Continuous hyperosmolar therapy for traumatic brain injury-induced cerebral edema: as good as it gets, or an iatrogenic secondary insult? J Clin Neurosci 20:30-31, 2013.
Continuous hypertonic saline therapy and the occurrence of complications in neurocritically ill patients. Crit Care Med 37(4):1433-1441, 2009. -> Letter to the editor Crit Care Med 37(8):2490-2491, 2009.
I always tell my trainees that “your patient is bleeding to death until you can prove otherwise.” Sometimes bleeding is obvious in our trauma patients and sometimes it isn’t. The usual routine for assessing major trauma patients involves a blood draw, with a high priority on obtaining a specimen for the blood bank. But most centers also get standard analyses on the blood, including CBC, lytes, etc.
But remember, a blood draw is a snapshot. And it’s a snapshot of values that change relatively slowly. This means that you can get suckered into believing that your patient is okay because one set of labs looked pretty normal. And it’s impractical (and uncomfortable) to get labs frequently with repeated needle sticks.
Masimo, a medical equipment manufacturer, has added something extra to the pulse oximeter that you are already familiar with. Using the usual clip-on finger probe, it measures arterial oxygen saturation, pulse rate, perfusion index, and total hemoglobin.
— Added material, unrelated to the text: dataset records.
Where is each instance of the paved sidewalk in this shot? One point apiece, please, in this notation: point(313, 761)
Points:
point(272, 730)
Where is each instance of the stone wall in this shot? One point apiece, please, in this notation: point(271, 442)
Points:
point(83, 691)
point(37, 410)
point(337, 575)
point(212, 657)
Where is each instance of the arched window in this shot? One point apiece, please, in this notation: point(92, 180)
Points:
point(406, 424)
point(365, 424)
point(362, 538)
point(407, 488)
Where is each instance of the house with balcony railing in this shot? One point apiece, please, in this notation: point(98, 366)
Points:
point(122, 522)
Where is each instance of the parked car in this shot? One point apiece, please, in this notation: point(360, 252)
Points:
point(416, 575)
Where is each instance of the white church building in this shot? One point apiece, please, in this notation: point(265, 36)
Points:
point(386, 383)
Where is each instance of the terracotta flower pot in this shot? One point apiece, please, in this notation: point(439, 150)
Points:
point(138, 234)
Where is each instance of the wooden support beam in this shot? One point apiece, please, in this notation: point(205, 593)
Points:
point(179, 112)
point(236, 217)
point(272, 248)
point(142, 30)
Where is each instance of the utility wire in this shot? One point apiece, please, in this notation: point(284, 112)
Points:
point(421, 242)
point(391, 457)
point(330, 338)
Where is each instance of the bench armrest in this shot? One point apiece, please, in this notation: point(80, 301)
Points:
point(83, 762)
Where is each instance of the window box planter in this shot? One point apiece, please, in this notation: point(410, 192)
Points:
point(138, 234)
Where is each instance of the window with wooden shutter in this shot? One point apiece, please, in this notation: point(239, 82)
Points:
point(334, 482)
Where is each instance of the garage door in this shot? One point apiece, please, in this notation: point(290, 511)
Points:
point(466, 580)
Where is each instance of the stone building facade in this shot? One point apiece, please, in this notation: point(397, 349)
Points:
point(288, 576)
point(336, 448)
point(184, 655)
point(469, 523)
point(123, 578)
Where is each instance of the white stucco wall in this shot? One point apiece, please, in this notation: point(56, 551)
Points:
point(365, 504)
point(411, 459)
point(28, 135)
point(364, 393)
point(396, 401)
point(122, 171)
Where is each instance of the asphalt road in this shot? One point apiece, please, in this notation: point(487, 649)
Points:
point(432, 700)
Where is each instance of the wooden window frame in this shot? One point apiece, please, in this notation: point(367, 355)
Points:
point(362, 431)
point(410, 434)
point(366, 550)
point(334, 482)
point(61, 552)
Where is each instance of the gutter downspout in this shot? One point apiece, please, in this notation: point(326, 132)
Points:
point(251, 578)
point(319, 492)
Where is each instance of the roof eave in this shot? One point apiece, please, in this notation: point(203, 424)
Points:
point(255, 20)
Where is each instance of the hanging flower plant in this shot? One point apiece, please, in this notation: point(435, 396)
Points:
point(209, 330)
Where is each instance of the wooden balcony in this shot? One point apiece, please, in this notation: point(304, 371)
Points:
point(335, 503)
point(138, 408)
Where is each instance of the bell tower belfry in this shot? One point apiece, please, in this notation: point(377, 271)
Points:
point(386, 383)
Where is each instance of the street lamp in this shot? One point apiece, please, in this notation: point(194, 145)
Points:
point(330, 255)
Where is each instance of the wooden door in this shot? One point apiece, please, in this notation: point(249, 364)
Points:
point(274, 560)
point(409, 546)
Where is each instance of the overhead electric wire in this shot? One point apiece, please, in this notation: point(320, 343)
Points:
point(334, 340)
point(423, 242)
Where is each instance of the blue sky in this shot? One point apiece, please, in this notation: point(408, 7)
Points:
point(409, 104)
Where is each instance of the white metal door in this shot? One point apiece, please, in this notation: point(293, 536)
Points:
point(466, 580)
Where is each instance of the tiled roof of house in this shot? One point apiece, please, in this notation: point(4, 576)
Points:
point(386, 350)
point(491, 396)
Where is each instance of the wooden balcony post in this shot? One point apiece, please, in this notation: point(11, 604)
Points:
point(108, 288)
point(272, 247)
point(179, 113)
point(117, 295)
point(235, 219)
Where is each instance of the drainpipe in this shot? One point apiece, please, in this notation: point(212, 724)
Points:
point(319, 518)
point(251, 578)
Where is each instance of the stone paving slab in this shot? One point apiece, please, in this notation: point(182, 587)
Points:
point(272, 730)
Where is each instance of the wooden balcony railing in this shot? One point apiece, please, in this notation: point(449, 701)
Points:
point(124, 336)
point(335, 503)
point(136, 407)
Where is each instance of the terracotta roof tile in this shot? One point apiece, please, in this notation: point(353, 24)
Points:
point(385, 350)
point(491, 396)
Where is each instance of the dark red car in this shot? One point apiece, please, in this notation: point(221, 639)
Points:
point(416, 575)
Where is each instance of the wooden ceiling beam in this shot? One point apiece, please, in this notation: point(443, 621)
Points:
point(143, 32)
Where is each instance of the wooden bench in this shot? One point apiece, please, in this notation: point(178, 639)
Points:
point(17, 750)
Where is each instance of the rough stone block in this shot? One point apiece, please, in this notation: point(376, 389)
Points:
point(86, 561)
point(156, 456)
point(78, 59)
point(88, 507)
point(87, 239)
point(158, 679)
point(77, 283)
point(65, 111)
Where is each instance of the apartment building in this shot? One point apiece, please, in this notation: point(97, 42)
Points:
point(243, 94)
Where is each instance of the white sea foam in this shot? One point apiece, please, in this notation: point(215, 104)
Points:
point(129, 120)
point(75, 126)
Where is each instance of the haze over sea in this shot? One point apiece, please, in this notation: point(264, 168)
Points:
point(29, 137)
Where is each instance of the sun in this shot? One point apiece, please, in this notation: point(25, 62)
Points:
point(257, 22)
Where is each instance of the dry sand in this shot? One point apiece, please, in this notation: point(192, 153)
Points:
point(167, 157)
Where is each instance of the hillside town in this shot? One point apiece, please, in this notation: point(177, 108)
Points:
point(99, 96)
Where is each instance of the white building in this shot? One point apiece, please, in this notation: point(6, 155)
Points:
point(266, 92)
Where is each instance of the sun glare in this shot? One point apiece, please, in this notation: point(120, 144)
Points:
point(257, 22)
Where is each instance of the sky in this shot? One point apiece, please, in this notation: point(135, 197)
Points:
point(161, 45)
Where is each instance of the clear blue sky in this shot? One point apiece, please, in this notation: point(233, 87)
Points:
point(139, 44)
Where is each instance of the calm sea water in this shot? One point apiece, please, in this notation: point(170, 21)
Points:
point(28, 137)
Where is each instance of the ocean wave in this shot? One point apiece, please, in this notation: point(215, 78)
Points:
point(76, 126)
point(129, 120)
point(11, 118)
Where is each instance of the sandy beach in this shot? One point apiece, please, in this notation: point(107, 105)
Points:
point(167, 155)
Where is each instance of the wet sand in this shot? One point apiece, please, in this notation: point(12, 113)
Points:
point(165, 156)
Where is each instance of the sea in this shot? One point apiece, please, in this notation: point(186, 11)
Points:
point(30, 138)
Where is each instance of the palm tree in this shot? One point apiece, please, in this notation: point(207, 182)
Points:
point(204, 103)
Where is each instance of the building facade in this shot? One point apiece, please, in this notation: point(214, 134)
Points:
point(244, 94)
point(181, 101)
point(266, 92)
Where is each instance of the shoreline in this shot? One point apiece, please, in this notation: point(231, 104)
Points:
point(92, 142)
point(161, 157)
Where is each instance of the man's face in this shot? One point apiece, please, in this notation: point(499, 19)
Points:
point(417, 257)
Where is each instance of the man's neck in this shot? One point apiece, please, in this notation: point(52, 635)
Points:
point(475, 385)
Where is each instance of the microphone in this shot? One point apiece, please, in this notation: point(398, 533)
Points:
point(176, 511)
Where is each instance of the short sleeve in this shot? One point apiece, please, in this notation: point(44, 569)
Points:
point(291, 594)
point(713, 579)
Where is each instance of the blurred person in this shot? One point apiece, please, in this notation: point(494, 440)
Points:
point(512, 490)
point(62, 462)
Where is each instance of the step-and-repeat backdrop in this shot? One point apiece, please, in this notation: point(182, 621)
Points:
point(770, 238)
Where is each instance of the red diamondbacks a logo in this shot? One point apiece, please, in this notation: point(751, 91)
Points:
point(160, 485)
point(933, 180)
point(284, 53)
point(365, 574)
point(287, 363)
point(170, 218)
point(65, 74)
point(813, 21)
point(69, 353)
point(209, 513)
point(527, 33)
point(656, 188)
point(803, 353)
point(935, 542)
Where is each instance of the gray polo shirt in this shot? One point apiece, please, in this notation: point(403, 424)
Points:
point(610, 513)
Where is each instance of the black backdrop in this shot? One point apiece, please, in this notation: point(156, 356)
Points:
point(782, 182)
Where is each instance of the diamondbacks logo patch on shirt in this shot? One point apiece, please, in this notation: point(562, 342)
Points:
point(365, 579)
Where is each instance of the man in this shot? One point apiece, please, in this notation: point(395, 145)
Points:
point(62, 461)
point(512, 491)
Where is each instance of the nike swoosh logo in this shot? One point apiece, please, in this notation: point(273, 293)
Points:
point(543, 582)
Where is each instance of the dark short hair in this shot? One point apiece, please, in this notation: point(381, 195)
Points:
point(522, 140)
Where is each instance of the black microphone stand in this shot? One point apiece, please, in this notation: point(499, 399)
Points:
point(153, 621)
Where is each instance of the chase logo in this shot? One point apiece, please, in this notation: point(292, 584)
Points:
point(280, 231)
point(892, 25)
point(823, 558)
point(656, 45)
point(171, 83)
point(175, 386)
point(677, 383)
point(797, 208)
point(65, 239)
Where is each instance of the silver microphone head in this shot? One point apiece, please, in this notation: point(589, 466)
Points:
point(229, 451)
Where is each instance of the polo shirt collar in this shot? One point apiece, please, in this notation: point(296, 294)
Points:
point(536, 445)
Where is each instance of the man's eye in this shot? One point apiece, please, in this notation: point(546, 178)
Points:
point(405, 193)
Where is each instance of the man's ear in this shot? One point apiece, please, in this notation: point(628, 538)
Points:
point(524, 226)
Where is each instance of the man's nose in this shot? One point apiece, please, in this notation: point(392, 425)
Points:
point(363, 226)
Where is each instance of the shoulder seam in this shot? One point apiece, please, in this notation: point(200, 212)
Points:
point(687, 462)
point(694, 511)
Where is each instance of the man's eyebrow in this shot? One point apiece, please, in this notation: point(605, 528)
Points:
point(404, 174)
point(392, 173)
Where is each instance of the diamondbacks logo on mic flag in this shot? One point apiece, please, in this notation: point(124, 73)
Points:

I wrote about this device a year ago after an abstract was presented at EAST. The final paper from the University of Arizona – Tucson has now been published, and here are the updated factoids:
525 patients were spot-checked, with a success rate of 86%
Spot-check failures were due to nail polish or soot on the nails, sensor fit problems (only one size was available in the study), placement problems due to other imaging equipment, or patient agitation
173 (38%) of patients had a Hgb <= 8
The mean difference between spot-check and blood draw results was only 0.3 g/dL (!)
Sensitivity was 95%, accuracy 76%
Bottom line: This is an interesting new tool for acute trauma care. The only downside that I see is that we may lose sight of the fact that hemoglobin values lag behind as an indicator of true blood volume in rapidly bleeding patients. We mustn’t be fooled into thinking that everything is fine just because a number is normal. There’s still room for common sense! And don’t start monitoring serial hemoglobins willy nilly in solid organ injury just because you can. You still don’t need it!
Hypothermia is always a concern in trauma patients. Even the simple act of completely exposing your patient in the trauma room facilitates it. How do trauma professionals balance the need to see everything with the equally important need to keep the patient warm?
The natural reaction is to cover them up. Sheets and warm blankets are the usual tools. But I always marvel that, as soon as the blanket goes on, there’s always a need to examine something or do some procedure. Look at a wound. Insert a urinary catheter. And every time this happens, the blanket comes off.
Here’s a clever way to deal with this problem. Don’t use just one sheet or blanket. Use two! Fold each one in half, so they are each half-length. Place one on the top half of the patient, the other at the bottom, overlapping slightly at the waist. If you need to look at an extremity, fold the blanket that covers it over from right to left (or left to right) to uncover just the area of interest. To insert a urinary catheter, just open the area at the waist, moving the top sheet up a little, the bottom down a little.
Bottom line: Keep your patient toasty! Use the two-sheet (or warm blanket) trick to avoid hypothermia. Remember, patient temperature begins to drop as soon as the clothes come off! And I don’t recommend the use of one-piece inflatable warming blankets (e.g. Bair Hugger) until the work in the ED is complete, because the whole thing has to be removed every time you need meaningful access to the patient.